劇場公開日 2024年12月21日

  • 予告編を見る

「フィルムを通じて対話する世界」対話する世界 しんさんの映画レビュー(感想・評価)

4.5フィルムを通じて対話する世界

2024年12月31日
PCから投稿
鑑賞方法:映画館

新宿での初上映以来2年ぶりにスクリーンで鑑賞。8ミリと16ミリのフィルムとデジタル撮影を駆使して過去と現在が交錯する物語を描いています。ぼくは最初に観たときは「去年、マリエンバートで」を思い出しましたが、2度めの鑑賞はまた少し印象が変わりました。フィルムに焼き付けられ、映し出される世界はとてもおぼろげで、物悲しくて、それが過去のものであることを強く感じさせられます。

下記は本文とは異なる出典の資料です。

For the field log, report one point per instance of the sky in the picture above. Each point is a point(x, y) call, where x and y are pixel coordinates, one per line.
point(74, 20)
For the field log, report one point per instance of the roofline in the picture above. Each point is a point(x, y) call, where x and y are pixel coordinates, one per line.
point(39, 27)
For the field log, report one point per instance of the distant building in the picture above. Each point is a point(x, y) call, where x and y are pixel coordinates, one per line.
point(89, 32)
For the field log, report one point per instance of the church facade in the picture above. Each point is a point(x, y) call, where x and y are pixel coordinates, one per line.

もはやこの世界に存在しないものが、フィルムのなかには存在する。その存在感がフィルムの中ではとても強く感じられます。その存在がフィルムを映写した瞬間から、この世界に語りかけ、影響を与えていく。そうした心のなかで起こることを、この作品は描いているのだと思います。失われてしまったものとの対話。それもまた映画のもつひとつの力なんだと思いました。おぼろげで幻のような作品ですが、夏海さん演じる主人公と小原徳子さん演じる過去を生きた女性の力強い存在が、この作品に温かみとぬくもりを与えてくれてると思いました。